Изменить размер шрифта - +
Маквариш не потрудился заглянуть в текст и считал этот титул лестным. По правде сказать, Фрэнсис нашел в Бене Джонсоне душу, о которой никак нельзя было догадаться по тщательно выбранным цитатам Росса, — душу внешне суровую, но таящую в себе нежность, в точности как у самого Фрэнсиса.

Маквариш как истый сын Меркурия не чурался и воровства. Он пользовался старым добрым методом: брал что-нибудь взаймы, а потом не возвращал. После пропажи ценной старой граммофонной пластинки, на которой сэр Гарри Лодер пел «Перестаньте, щекотушки», Фрэнсис начал следить за тем, чтобы одалживать веселому аморальному шотландцу только не очень ценные вещи. Но Маквариш никогда не считал нужным делать для Фрэнсиса что-либо взамен тех благ, которые сам получал от этой дружбы. Это Холлиер и Даркур добились назначения Фрэнсиса почетным членом клуба профессоров колледжа Святого Иоанна и Святого Духа в университете Торонто — колледжа, в котором Фрэнсис когда-то учился и который ласкательно именовали «Душком». Поэтому Фрэнсис оставил «Душку» неплохое наследство по завещанию; с которым теперь упоенно возился, пересматривая отдельные пункты, всячески дополняя и изменяя.

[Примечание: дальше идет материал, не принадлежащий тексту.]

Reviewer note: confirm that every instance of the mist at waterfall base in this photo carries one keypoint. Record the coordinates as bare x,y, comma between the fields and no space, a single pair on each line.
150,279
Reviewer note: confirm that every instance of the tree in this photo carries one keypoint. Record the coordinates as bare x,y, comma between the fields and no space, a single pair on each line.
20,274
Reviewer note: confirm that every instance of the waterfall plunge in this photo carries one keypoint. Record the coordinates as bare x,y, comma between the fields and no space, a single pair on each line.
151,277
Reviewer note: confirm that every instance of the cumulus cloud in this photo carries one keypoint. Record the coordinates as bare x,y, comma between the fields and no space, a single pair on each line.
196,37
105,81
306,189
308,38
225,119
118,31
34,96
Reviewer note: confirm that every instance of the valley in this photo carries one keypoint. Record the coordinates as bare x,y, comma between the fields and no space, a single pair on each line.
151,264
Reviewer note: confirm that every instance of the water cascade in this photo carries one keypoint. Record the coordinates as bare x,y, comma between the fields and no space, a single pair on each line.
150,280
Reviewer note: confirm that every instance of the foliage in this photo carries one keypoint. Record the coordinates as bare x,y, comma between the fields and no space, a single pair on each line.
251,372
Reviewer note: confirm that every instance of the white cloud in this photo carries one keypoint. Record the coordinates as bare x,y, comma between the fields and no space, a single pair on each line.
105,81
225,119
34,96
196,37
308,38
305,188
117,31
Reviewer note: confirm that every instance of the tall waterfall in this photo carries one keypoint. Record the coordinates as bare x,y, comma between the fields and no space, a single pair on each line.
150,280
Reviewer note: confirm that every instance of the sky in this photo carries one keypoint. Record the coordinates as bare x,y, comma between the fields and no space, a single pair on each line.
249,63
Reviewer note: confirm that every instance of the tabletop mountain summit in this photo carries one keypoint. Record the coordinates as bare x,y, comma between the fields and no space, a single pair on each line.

Он тщательно обдумывал свою последнюю волю и даже тревожился из-за нее. У него был документ, подтверждающий, что малютка Чарли не может ожидать от него ничего сверх уже полученной суммы; но вдобавок к этому Фрэнсис благоразумно (хоть и не очень великодушно) заставил своих лондонских поверенных взять у Исмэй (которая все еще боролась за рабочее дело где-то в срединных графствах Англии) расписку в том, что малютка Чарли не дочь Фрэнсиса и что ни она, ни Исмэй не имеют никаких прав на его наследство. Это оказалось непросто, так как по закону Исмэй все еще была женой Фрэнсиса. Но Фрэнсис сообщил своим поверенным имена одного-двух юристов, которые много знали об Исмэй и могли сильно осложнить ей жизнь, если она не будет ходить по струнке.

Во Фрэнсисе было еще много от Макрори, и поэтому он считал, что обязан в завещании позаботиться о родственниках. Поэтому он завещал кое-что — мелочь по сравнению с его огромным богатством — Ларри и Майклу. Чуть большую, но тоже не поражающую воображение сумму он оставил племяннику Артуру, сыну брата. Время от времени Фрэнсиса навещало смутное чувство вины по отношению к юному Артуру — шевеления родительского инстинкта, который у Фрэнсиса никогда не был особенно силен. Но о чем мужчине на седьмом десятке лет говорить с мальчиком? У Фрэнсиса в голове сидело зачаточное канадское убеждение, что дядя обязан учить племянника стрелять, рыбачить, строить вигвамы из березовой коры и все такое. Эта мысль его полностью расхолаживала. Фрэнсису и в голову не приходило, что мальчик может интересоваться искусством. Так что для Артура он по-прежнему был молчаливым, плохо пахнущим стариком, не очень похожим на остальных Корнишей. Артур время от времени видел дядю на разных семейных сборищах и привык получать от него солидные суммы денег в подарок на Рождество и день рождения. Но, несмотря на уверенность, что у мальчиков могут быть только «мальчиковые» интересы, Фрэнсис замечал в глазах у Артура особый блеск. Годы шли, мальчик стал мужчиной, изобретательно, с выдумкой работал в Корниш-тресте — и Фрэнсис назначил его своим исполнителем по завещанию. Конечно, трое друзей Фрэнсиса должны были руководить юношей, предположительно невежественным в вопросах искусства, при разборке неподъемной кучи — ибо название коллекции собранию Фрэнсиса уже не подходило.

Раз в неделю Фрэнсис, если не забывал, навещал мать. Ей уже давно минуло восемьдесят — прекрасная, хрупкая женщина, она сохранила ясность мышления, но проявляла ее сугубо выборочно. На склоне лет Фрэнсис мог признать, что никогда не был близок с матерью, но теперь, когда безусловная любовь к ней перестала быть обязанностью, Фрэнсис понял, что мать ему вполне симпатична. Когда-то он пытался расспросить ее о Фрэнсисе-первом, и мать прикинулась выжившей из ума старушкой.